Roadmap

Sharpened scope. A small working core activates contributors before breadth.

Phase	Content	Rationale
v0.1: Core	Portable `llama-server` + Local Chat + browser-only UI + `preflight-check` (FS/speed/RAM/GPU) + minimal-trace smoke test	A small working core activates contributors
v0.2: Council	Local role council + trace UI + demo prompts + bias guard	The wow moment, runnable on weak hardware
v0.3: Online	OpenRouter escalation + Privacy-Diff + cost cap + BYO keys (vault)	Premium depth on network, privacy consistent
v0.4: Evals	`evals/` Council-vs-Single + local multi-model Lab tier	Proof of the core claim
v0.5: Multimodal	Voice (whisper.cpp) + Vision (VLM) + Phone Access (TLS)	Only after the Council wow is proven
v0.6: Local Distribution	Optional Wi-Fi “hub mode”: a powered stick (e.g. on a power bank) serves signed model-packs, tools, and a local council API to paired nearby devices.
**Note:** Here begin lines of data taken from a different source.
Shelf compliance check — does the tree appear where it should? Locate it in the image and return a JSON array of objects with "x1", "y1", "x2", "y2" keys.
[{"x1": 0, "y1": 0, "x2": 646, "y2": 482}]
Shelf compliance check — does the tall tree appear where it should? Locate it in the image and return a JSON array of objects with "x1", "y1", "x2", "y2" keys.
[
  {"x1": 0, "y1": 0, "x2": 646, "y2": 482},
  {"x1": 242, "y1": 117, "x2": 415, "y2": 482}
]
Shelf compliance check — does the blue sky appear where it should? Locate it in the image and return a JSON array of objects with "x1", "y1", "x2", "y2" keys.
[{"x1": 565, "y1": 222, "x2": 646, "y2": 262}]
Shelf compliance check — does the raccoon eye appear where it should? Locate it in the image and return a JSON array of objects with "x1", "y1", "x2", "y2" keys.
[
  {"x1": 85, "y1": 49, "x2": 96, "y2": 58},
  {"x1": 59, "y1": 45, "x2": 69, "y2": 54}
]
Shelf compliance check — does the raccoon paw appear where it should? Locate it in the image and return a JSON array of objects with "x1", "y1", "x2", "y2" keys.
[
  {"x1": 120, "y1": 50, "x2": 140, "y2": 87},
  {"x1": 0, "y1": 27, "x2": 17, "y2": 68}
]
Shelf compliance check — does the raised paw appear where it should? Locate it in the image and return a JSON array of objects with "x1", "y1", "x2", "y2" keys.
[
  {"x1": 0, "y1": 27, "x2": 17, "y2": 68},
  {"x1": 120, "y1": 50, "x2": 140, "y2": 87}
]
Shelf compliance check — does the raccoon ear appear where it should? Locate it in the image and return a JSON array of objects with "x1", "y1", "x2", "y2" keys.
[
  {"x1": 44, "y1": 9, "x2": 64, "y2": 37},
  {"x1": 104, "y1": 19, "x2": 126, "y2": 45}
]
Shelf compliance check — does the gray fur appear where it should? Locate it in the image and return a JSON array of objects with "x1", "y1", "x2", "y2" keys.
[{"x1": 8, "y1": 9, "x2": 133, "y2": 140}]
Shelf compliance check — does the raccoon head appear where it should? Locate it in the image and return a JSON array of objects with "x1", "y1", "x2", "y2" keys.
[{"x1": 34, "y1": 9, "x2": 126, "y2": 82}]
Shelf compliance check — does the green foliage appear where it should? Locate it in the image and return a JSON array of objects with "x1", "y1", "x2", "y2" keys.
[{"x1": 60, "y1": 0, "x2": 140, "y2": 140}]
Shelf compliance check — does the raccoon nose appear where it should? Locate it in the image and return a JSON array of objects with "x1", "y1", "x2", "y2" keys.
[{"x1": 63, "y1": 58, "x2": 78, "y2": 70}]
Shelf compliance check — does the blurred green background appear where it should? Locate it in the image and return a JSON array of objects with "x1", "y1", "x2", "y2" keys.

A reverse proxy fronts one `/v1` endpoint, gated by a QR-paired bearer token	Field teams without per-device installs; internet-off LAN, not air-gapped
v1.0	Signed releases, update/rollback, landing page live, hardware matrix/CI	A dependable spec

VLM note: multimodal support in llama.cpp is version-fragile. “Just load a VLM GGUF” underestimates the work; hence deliberately late.

Not on this roadmap: browser-side WebGPU inference and a self-hosting board are scoped but unchosen. They live in explorations, not here, until an open question settles them.